Filesystem Murder Mystery
Hunting down a performance problem
As I was generating results for one of last Fall's columns, James Saryerwinnie of the Amazon AWS team was chasing an interesting performance problem and relaying his progress live on Twitter (Figure 1) [1], providing me yet another unnecessary opportunity to procrastinate. What followed was one of the most interesting Twitter threads in performance-tuning in recent memory and a great practical demonstration of the investigative nature of performance problems.
Saryerwinnie was observing occasional unexplained delays of a few seconds while renaming some gigabyte-sized files [2] on a fast cloud instance [3]. I was able to reproduce his result in an AWS EC2 m5d.large instance running Ubuntu Server 18.04 (Figure 2). I used an EBS class gp2 volume of 8GB showing remarkable performance in this particular test (including a throughput of 175MBps), but similar results are achievable at other scales with some lucky timing.

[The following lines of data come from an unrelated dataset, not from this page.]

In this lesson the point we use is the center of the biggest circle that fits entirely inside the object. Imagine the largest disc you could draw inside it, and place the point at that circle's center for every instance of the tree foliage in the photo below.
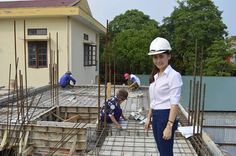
(196, 22)
(193, 26)
(130, 35)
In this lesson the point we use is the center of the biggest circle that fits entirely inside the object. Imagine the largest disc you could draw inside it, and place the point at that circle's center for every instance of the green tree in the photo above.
(195, 21)
(219, 55)
(130, 35)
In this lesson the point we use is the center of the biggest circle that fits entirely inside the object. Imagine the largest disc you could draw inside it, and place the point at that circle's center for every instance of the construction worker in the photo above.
(164, 92)
(133, 81)
(65, 80)
(112, 109)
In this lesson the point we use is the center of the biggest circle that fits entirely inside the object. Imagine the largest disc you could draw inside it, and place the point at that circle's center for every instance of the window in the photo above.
(86, 37)
(90, 55)
(37, 54)
(40, 31)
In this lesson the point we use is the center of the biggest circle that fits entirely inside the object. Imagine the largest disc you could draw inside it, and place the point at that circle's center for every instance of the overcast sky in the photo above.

My Figure 2 result shows a file rename taking 4,707 times
longer than it did originally on the same system when it happens to rename over an existing file that was recently manipulated; the slowdown otherwise disappeared if I waited between operations. Just like Saryerwinnie's original result, the slowdown is measured in whole seconds, spanning four orders of magnitude from the ideal performance level, which appears to indicate that the rename
system call [4] is for some reason waiting for recent I/O to be written to disk before completing.
This observation seemed to point the finger at some unexpected queuing of operations at the filesystem level, as if some part of the previous operation, still latent somewhere in the kernel, had to complete before the rename could take place. Given the symbolic nature of file entries in a directory structure, this appears architecturally unnecessary: The completion of the file operation should not interfere with a directory entry's renaming, even when the entry is its own.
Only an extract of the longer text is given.